Ulrich Heid will point to some issues of presentation and access in his introductory statement. Examples of the current state of specialized dictionaries will be given by Ornella Wandji-Tchami.
- To what extent can theories of semantics, such as Frame Semantics, ongoing work in computational lexical semantics and the current work on linking lexicons and ontologies contribute to the modelling of variation in termbanks?
This issue will be addressed in Laura Giacomini's introduction. Aleksandra Dralle's presentation will show an application of a frame-based approach, from the viewpoint of practical work in a translation agency.
2.4 Towards new approaches for the representation of terminological variation
This section of the workshop will be devoted to examples of possible contributions to the modelling of variation stemmming from other research areas than just terminology. Its scope overlaps to some extent with that of section 3, but the following issues will be addressed in addition:
- Can approaches from lexicography and computational linguistics help us to improve not only the representation of variants, but also the access to knowledge about variants? How is this access dependent on the tasks users want to carry out with the resources?
This topic is dealt with by Melanie Siegel, as well as by Oliver Culo.
- Which features beyond those described and discussed in section 1 need to be taken into account in the description of term variation?

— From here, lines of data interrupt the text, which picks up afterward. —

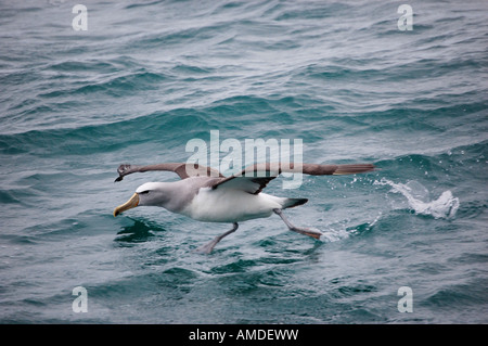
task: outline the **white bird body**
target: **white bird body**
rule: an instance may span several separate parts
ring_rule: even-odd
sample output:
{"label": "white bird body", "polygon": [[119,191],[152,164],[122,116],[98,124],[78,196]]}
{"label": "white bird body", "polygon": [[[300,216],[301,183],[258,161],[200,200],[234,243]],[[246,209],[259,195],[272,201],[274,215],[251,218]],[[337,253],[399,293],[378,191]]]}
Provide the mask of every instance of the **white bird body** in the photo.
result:
{"label": "white bird body", "polygon": [[[181,180],[146,182],[140,185],[129,201],[114,209],[114,216],[137,206],[159,206],[198,221],[233,223],[230,231],[216,236],[200,248],[201,252],[208,254],[222,238],[237,229],[237,222],[269,217],[273,213],[282,218],[291,231],[320,239],[322,235],[320,231],[296,227],[282,213],[283,209],[305,204],[307,198],[277,197],[262,193],[262,189],[283,171],[313,176],[351,175],[374,170],[374,166],[300,164],[295,167],[293,164],[281,163],[257,164],[245,168],[241,174],[226,178],[215,169],[193,164],[120,165],[117,169],[119,177],[115,181],[120,181],[132,172],[150,170],[174,171]],[[258,171],[264,171],[268,176],[256,175]]]}
{"label": "white bird body", "polygon": [[242,190],[201,188],[180,214],[206,222],[239,222],[269,217],[283,207],[287,198],[267,193],[251,194]]}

Examples for this issue are discussed by Josef Ruppenhofer.
At the end of this section and of the workshop as a whole, we intend to briefly summarize what was discussed as 'best practice' in the field of variant description. To this end, the hosts will present, in the closing session, what they perceived as the consensus (or as still open issues) in the discussions of the individual talks and of each section.